Появление романа Святослава Логинова «Многорукий бог далайна» стало новым словом в российской фэнтези. Никаких троллей, гномов и эльфов. Никаких хождений за Граалем. Только противостояние человека и божества, решенное одновременно в мифологически-возвышенном и реалистически- бытовом ключе. Сказочная фантастика, утонувшая в перепевах Толкина и пересказах кельтских легенд, получила хорошую встряску. Да, «Многорукий…» местами громоздок; да, ему не хватает психологической глубины — но зато какое ощущение спертого воздуха, чувства несвободы, находящей единственное выражение в том, чтобы давить, давить, давить ненавистного врага, становясь его роком, его палачом, его рабом рабом настолько, что жизнь вне клетки уже невозможна…
Роман Михаила Успенского «Там, где нас нет» — блистательный бесконечный анекдот, построенный на невообразимом количестве культурологических аллюзий.
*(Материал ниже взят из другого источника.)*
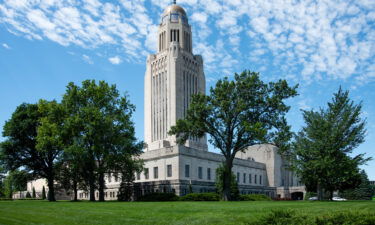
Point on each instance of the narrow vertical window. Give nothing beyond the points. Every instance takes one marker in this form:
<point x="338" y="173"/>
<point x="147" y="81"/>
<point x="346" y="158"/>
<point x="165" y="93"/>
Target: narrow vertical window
<point x="200" y="172"/>
<point x="187" y="170"/>
<point x="169" y="170"/>
<point x="156" y="172"/>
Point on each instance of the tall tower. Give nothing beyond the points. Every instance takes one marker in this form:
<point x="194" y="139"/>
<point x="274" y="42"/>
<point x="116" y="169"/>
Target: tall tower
<point x="173" y="74"/>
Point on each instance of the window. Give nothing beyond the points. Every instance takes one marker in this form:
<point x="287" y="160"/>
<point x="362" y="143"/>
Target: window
<point x="156" y="172"/>
<point x="169" y="170"/>
<point x="187" y="170"/>
<point x="200" y="172"/>
<point x="174" y="17"/>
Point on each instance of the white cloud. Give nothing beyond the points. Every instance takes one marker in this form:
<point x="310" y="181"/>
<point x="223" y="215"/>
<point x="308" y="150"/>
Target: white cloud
<point x="115" y="60"/>
<point x="313" y="39"/>
<point x="5" y="46"/>
<point x="87" y="59"/>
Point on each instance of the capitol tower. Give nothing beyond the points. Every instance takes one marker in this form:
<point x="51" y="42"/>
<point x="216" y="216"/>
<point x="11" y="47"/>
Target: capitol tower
<point x="173" y="74"/>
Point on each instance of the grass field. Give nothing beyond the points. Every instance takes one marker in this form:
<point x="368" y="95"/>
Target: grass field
<point x="43" y="212"/>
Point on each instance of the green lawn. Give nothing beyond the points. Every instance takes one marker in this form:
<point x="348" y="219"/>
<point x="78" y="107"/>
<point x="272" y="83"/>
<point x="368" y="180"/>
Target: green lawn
<point x="43" y="212"/>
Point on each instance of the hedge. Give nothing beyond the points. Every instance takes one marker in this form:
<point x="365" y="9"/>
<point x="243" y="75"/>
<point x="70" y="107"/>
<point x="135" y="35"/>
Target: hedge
<point x="291" y="217"/>
<point x="201" y="197"/>
<point x="255" y="197"/>
<point x="158" y="197"/>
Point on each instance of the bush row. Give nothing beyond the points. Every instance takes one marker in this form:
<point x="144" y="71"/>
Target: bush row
<point x="254" y="197"/>
<point x="160" y="197"/>
<point x="291" y="217"/>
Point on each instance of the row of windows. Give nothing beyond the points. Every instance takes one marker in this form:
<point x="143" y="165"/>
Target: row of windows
<point x="111" y="194"/>
<point x="159" y="64"/>
<point x="257" y="178"/>
<point x="156" y="173"/>
<point x="200" y="172"/>
<point x="174" y="18"/>
<point x="159" y="107"/>
<point x="244" y="176"/>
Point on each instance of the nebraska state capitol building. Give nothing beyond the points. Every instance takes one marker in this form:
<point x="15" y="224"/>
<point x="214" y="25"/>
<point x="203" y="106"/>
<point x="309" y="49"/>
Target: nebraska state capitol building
<point x="172" y="75"/>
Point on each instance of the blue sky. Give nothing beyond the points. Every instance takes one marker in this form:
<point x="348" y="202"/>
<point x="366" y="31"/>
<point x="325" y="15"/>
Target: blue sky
<point x="319" y="44"/>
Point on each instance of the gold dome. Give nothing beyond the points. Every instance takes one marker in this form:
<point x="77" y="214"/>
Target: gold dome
<point x="174" y="8"/>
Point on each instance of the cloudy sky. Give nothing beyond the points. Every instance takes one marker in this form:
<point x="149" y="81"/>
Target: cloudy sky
<point x="321" y="45"/>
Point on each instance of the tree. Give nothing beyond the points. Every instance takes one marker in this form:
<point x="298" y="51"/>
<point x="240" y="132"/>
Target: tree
<point x="237" y="114"/>
<point x="234" y="192"/>
<point x="101" y="129"/>
<point x="2" y="176"/>
<point x="50" y="142"/>
<point x="15" y="181"/>
<point x="44" y="193"/>
<point x="34" y="194"/>
<point x="30" y="143"/>
<point x="322" y="148"/>
<point x="127" y="170"/>
<point x="364" y="191"/>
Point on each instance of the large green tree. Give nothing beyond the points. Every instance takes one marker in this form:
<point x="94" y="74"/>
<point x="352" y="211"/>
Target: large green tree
<point x="364" y="191"/>
<point x="236" y="114"/>
<point x="322" y="149"/>
<point x="101" y="129"/>
<point x="50" y="143"/>
<point x="16" y="180"/>
<point x="20" y="151"/>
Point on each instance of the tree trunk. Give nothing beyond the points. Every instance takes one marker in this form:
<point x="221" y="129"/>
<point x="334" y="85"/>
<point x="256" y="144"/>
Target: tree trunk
<point x="75" y="190"/>
<point x="319" y="192"/>
<point x="101" y="187"/>
<point x="227" y="180"/>
<point x="92" y="186"/>
<point x="51" y="188"/>
<point x="330" y="195"/>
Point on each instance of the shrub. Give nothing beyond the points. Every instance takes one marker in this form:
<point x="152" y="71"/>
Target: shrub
<point x="284" y="217"/>
<point x="347" y="218"/>
<point x="290" y="217"/>
<point x="158" y="197"/>
<point x="254" y="197"/>
<point x="309" y="195"/>
<point x="200" y="197"/>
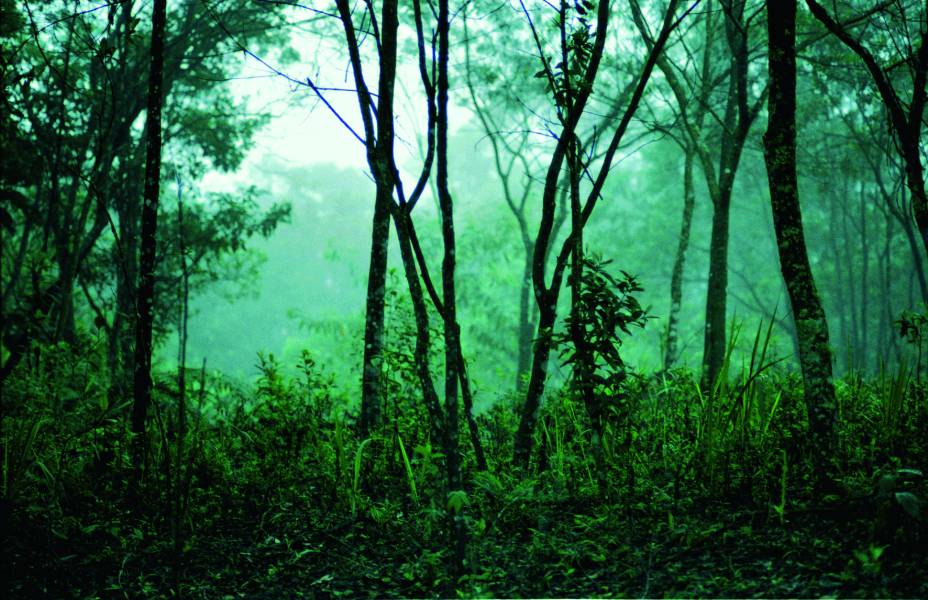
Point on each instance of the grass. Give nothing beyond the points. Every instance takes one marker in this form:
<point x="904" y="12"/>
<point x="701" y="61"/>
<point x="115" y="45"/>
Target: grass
<point x="712" y="495"/>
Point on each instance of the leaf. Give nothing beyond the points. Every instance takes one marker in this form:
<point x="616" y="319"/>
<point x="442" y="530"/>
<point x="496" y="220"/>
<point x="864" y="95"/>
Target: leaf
<point x="457" y="499"/>
<point x="909" y="503"/>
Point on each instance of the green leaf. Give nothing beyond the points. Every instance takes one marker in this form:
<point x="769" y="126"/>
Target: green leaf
<point x="909" y="503"/>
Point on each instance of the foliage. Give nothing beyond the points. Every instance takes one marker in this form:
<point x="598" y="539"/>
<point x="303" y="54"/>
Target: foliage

Собственно, этим сказано все, ибо удовольствие от чтения этого романа перекрывает любые к нему претензии. В отличие от более ранних произведений Успенского — в том числе романа «Дорогой товарищ король» — здесь практически нет сатирической издевки. Похоже, Успенский расстался (непрестанно смеясь) с советским прошлым. А это, несомненно, способствовало расширению тематического разнообразия его творчества. Вообще-то роман «Там, где нас нет» можно назвать первой подлинно русской фэнтези — адекватной менталитету переимчивого пересмешника, за лукавой улыбкой скрывающего глубину и понимание «истинной» сути вещей.